Cally took Mark’s hand and stood up, and somewhere the stars were making a canopy of lights for the carousel. Cally stepped back. “Never mind,” she said to Shirley and Elspeth as they moved forward to help. “We don’t need to touch it. It will turn.”
Mark rolled his eyes, Elspeth looked dazed, but Shirley nodded as if she understood utterly. “Sure thing,” she declared. “Once you’ve got hold of that feeling, it all comes together.”
From every direction in the night small voices started to sing, soft as mist. “Round, around, up and down, all the pretty little horses. Hushabye, hushabye …”
Slowly, slowly, in the lullaby night, the wheel of gleaming horses started to move, to turn. And from the bushes as the hungerbabies laid themselves down to sleep chimed the notes of the great circling waltz of time. And still crouching by Joan Musser’s body, Barry Beal gave a soul-deep sigh and looked up at the sky.
The clouds were clearing away as if before a strong wind, though no wind blew. Stars were showing through.
By gentle degrees the carousel spun faster. Barry Beal looked at it as if seeing it for the first time, seeing with a childlike wonder the moon-dapple grays and the sunbeam palominos and the starlit white leading the dance, its gleaming gold crown of mane flying … Barry stood up and came and stood by Mark in mute curiosity. It was Mark who spoke for both men.
“What’s making that thing turn?” he demanded.
Cally said, “Hope.”
I didn’t expect no sunrise ever again, but up it come, and I seed it, and I ain’t never seen such a sky, all stained glass butterfly colors. I hadn’t slept none. I was setting by Joanie again, and them others was off someplace for a while but they come back and set by me, so we all seen it. And that weird merry-go-round was still going round behind my back.

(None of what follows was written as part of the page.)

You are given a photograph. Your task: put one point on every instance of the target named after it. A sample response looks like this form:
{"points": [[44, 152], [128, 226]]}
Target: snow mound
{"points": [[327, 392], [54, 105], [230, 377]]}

I took notice of a couple of special things in that sunrise. That big blond lady,
the one with her skin all pale and spotted up, was setting near me, and when that sunrise light touched her skin it flushed sweet as a baby’s and all them spots was gone in a minute. Then she started crying, and Mrs. Wilmore come to see, and I took notice that when that light touched her Mrs. Wilmore plumped up some even though she hadn’t ate nothing yet.

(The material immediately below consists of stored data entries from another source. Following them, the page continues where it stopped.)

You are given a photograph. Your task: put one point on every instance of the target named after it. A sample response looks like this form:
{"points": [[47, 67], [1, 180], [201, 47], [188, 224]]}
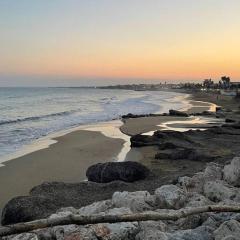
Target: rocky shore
{"points": [[184, 170], [217, 184]]}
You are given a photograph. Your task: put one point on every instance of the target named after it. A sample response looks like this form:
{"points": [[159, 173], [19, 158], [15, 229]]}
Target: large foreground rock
{"points": [[112, 171]]}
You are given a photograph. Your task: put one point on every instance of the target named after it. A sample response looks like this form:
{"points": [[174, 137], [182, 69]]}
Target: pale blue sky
{"points": [[43, 42]]}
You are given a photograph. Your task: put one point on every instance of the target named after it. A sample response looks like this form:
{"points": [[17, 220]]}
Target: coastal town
{"points": [[224, 86]]}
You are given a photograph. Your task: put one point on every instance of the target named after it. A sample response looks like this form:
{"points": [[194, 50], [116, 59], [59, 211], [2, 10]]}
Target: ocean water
{"points": [[27, 114]]}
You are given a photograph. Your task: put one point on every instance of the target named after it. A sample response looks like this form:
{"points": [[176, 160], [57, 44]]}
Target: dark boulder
{"points": [[48, 197], [177, 113], [112, 171], [185, 154], [143, 140], [229, 120], [26, 208]]}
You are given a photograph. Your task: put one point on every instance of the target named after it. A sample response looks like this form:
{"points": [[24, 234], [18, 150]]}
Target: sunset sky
{"points": [[86, 42]]}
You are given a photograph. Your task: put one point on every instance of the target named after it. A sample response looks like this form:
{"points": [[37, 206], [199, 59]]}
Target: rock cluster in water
{"points": [[112, 171], [213, 144], [217, 184]]}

Then I looked at Joanie, kind of holding my breath, kind of hoping.… But didn’t nothing happen. Joanie was dead all right and would have looked pretty ugly even if she wasn’t the color of old porch paint, which she was. When that sunup light touched her she should have looked like gold and roses, but she didn’t. She looked like all a big bruise. I wished I had something to cover her.

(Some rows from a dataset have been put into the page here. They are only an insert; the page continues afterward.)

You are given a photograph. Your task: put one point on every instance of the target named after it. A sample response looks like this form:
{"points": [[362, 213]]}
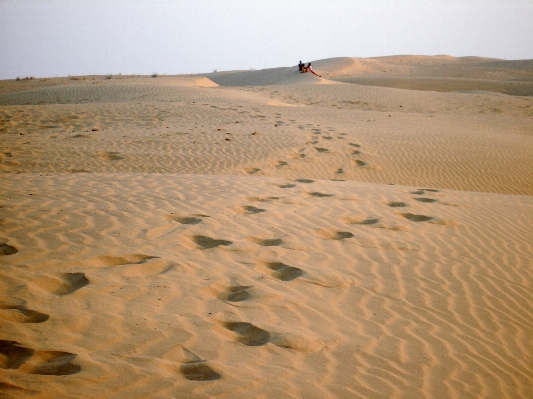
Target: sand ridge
{"points": [[167, 236]]}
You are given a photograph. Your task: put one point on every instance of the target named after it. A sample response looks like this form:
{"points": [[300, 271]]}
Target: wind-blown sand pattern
{"points": [[269, 234]]}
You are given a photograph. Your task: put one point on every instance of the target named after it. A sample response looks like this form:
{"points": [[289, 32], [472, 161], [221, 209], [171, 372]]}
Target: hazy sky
{"points": [[46, 38]]}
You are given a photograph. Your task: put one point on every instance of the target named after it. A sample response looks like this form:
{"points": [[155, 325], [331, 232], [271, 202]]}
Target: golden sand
{"points": [[269, 234]]}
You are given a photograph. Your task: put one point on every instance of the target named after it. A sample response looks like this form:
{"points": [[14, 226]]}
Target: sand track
{"points": [[214, 242]]}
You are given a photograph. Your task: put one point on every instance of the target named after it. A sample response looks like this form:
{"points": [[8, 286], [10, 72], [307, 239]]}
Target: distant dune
{"points": [[270, 234]]}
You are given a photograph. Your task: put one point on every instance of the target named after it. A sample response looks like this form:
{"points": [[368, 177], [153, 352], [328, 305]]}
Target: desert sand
{"points": [[270, 234]]}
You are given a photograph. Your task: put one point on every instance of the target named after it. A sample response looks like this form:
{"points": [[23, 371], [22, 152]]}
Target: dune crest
{"points": [[268, 233]]}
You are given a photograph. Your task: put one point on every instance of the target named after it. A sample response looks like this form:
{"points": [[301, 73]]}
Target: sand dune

And I didn’t want just any something to cover her, neither. This here was Joanie. And if she lived, she would’ve been … would’ve done …
Mr. Wilmore and them others come around me, trying to talk gentle to me, but I ain’t listening. I don’t want to go nowhere or do nothing or eat nothing or see nobody. I don’t give a damn about nothing or nobody but Joanie then. I just put my head down on my knees and tried to think what was next, now Joanie was dead. And then it come to me. I knowed where there was something good enough to cover Joanie.
I gets up and looks, and sure enough it’s just right, all white and gold mixed up like cream, with a white flower border and a long gold fringe. And I can see just by the way it drapes around his shoulders and back that it’s heavy and thin and rich, like a cover for a king. “Hey, white horse,” I says, “Hey, can you come down here a minute?”
“Barry, no!” Mrs. Wilmore yells at me, cause she told me later she was afraid I was going to stop Hoadley again, and Mr. Wilmore wants to know what the hun I’m trying to do, but I ain’t paying no attention to them. I’m just trying to get Joanie a blanket to cover her dead body. And the white horse took an easy jump off that carousel and come prancing over to me, and I says to him, “I want this here blanket of yours for Joanie.”
And he arched his neck like a new moon and bowed his head to say yes. See, he knew. And after I undid the clips and took the blanket off him he went back on the carousel and neighed like he was glad to be rid of it, and he made that sunrise sound like a big yellow bell ringing.